Your least favorite symbolizes what you are unconsciously ignoring.
So, I looked back at my favorites again, considering my choices in the light of these “keys” and it was really quite amazing:
My favorite symbol, the triangle, which represents being goal-oriented, symbolizes my goal right now. (TRUE.)
My second favorite symbol, the spiral, which represents “going with the flow,” symbolizes my hidden strength. (So does that mean I am capable of being flexible, but just haven’t uncovered that strength yet?)
My third favorite symbol, the plus sign, which represents relationships, symbolizes what I want my goal to be. (Now this is point on—I hunger for intimacy in relationships above all else, but I despair of achieving this, so I fill my time with other pursuits. Wow.)
My fourth favorite symbol, the square, which represents earth energy and grounding, symbolizes what I am considering ignoring. (hmmmm I can hear myself arguing with advice from my best friend about this very thing, as she tries to get me in touch with the earth, and myself.)
My least favorite symbol, the circle, which represents unity, symbolizes what I am unconsciously ignoring. (Okay, this is puzzling.

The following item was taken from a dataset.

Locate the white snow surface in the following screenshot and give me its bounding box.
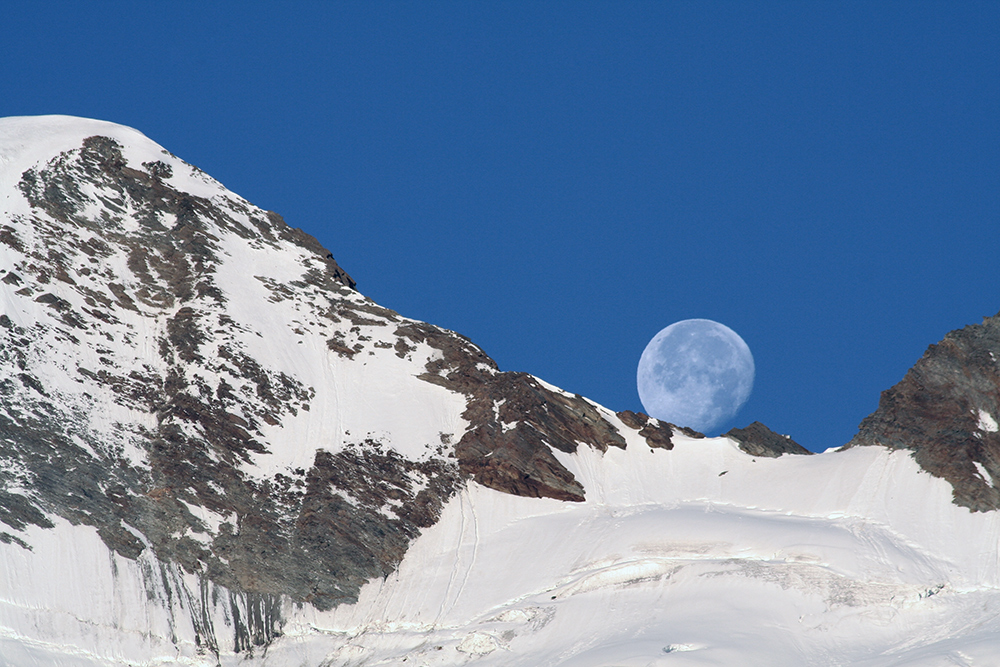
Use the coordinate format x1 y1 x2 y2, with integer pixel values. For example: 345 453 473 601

If by unity she means connectivity with others, the earth, myself, and all that, I don’t get how I’m unconsciously ignoring that. But if it’s unconscious, how would I know?)
And this is just the first fourth of the book. Not sure if I’ll stick with it or not… but I am little intrigued. Maybe it’s just another rabbit trail on my search for balance. If I discover something amazing in future pages, I’ll get back to you!
But I’d like to “round out” this post with a brief review of another book, The Middle Place by Kelly Corrigan. I was fascinated by the title when a friend sent me a link to Corrigan’s memoir, and this link to video of her reading her essay, “Transcending” because a few years ago I spoke at a women’s retreat in Austin, Texas and chose as my topic, “The Middle Way.” My talks at that retreat were about finding balance in our lives as women who are spiritual beings, friends, wives, and mothers.
Kelly’s blog post was in O Magazine last month. So I got a copy of the book and jumped in, just a few days ago. I’m loving it so far. And it’s helpful to read other memoirists’ styles. Kelly uses “the middle place” to mean the place women often find ourselves between childhood and motherhood. Especially when we’re struggling to raise our own kids, take care of ourselves, and often take care of our parents at the same time. Her battle with cancer, and her relationship with her father in particular, highlight her book.
Okay, let’s just make this “Book Review Thursday.” One of the books I list in the “competitive title analysis” section of my book proposal (which I send to agents) is called
Love, Loss and What I Wore by Ilene Beckerman. Well, it seems that there’s a new play out based on the book!